L’economia palestinese potrebbe crescere in modo vertiginoso, anche di un terzo in breve tempo, se non ci fossero le restrizioni imposte dall’occupazione militare israeliana sul 60% della Cisgiordania: la cosiddetta area C dei territori occupati sotto il controllo esclusivo di Israele. Lo scrive in un rapporto appena pubblicato dalla Banca mondiale. «Più della metà della Cisgiordania, un buona parte della quale ricca di potenzialità agricole e di risorse, è inaccessibile ai palestinesi», denuncia la Banca mondiale che stima in 3,4 miliardi di dollari il mancato introito dovuto all’occupazione israeliana.

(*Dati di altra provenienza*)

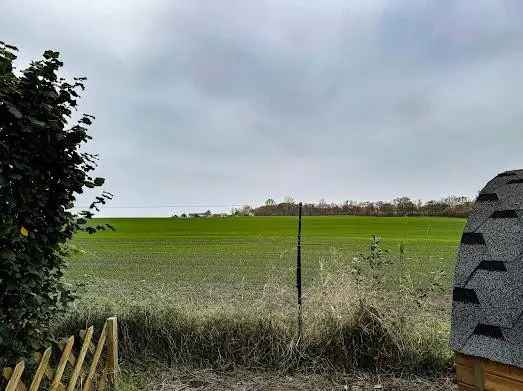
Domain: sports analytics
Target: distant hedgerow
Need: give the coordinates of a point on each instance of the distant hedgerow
(41, 171)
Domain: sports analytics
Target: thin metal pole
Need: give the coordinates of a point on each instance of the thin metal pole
(298, 276)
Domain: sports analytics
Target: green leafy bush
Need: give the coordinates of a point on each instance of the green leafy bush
(41, 171)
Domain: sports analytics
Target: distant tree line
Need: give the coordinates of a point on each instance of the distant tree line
(453, 206)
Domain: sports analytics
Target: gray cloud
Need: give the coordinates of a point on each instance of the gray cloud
(230, 102)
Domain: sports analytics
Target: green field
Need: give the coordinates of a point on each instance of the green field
(207, 261)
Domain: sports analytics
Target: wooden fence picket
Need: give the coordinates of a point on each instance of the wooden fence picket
(82, 375)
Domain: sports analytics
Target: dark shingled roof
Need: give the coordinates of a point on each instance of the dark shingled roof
(487, 308)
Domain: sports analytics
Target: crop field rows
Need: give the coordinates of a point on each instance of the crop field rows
(206, 261)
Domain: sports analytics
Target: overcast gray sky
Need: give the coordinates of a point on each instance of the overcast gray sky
(232, 101)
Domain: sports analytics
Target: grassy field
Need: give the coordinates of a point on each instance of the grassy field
(207, 262)
(219, 293)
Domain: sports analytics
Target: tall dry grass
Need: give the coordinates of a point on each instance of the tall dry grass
(350, 322)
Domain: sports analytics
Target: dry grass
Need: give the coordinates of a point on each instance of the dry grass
(177, 379)
(350, 324)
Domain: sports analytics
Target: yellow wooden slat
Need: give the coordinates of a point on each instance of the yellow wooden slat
(96, 358)
(112, 348)
(71, 359)
(14, 380)
(40, 371)
(7, 373)
(62, 363)
(80, 359)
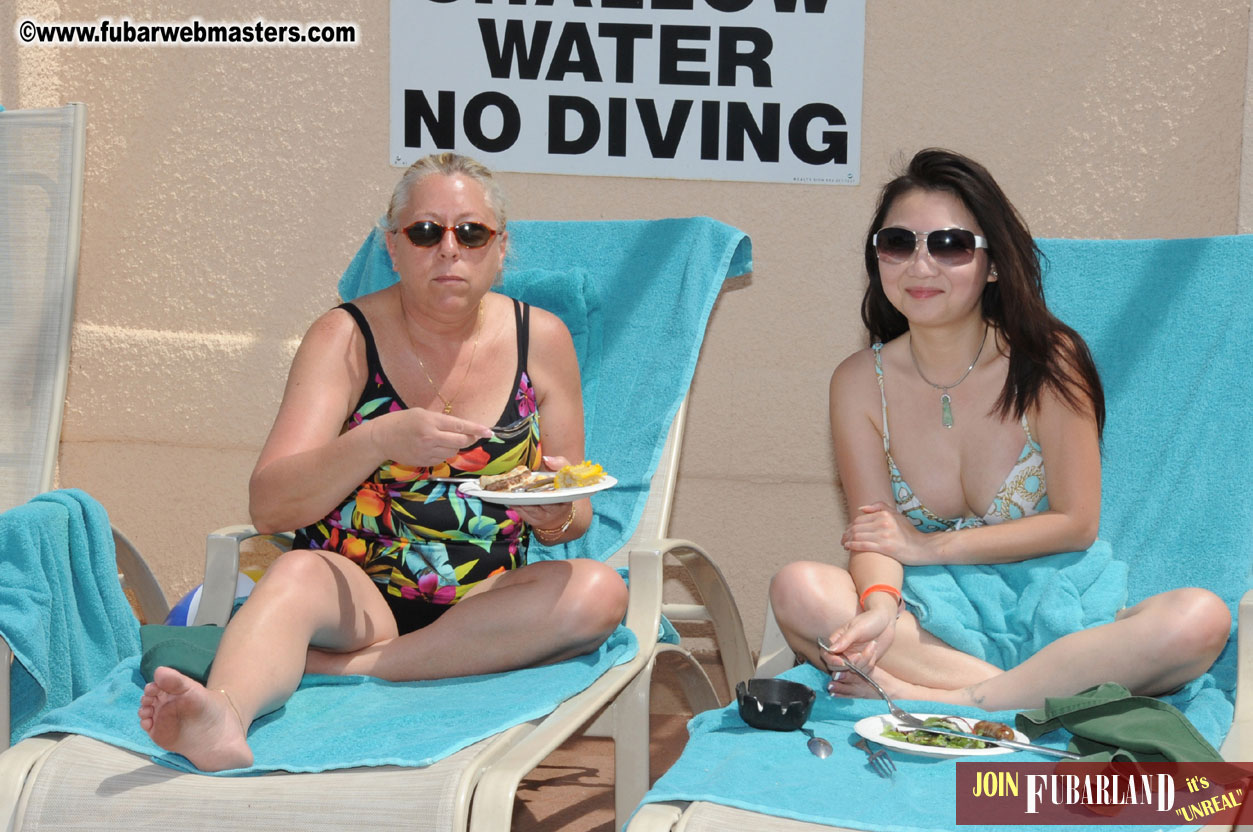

Se fosse autorizzato lo sviluppo dell’imprenditoria locale e sfruttamento agricolo nell’area C, il Pil palestinese crescerebbe d’un balzo di un 35 per cento, sottolinea l’istituzione finanziaria.  A favorire questa crescita – spiegano gli autori del rapporto – sarebbero l’agricoltura e lo sfruttamento dei minerali delle rive palestinesi del Mar Morto, laddove venissero eliminati sia le restrizioni di movimento e accesso in vigore e gli altri ostacoli amministrativi agli investimenti e alle iniziative economiche palestinesi nell’area C. Ciò migliorerebbe di molto, grazie a queste entrate supplementari, la situazione delle casse pubbliche palestinesi. Vi entrerebbero almeno 800 milioni di dollari, sostiene la Banca mondiale, una somma in grado di alleggerire notevolmente la dipendenza dell’Anp di Abu Mazen dall’intervento dei donatori stranieri.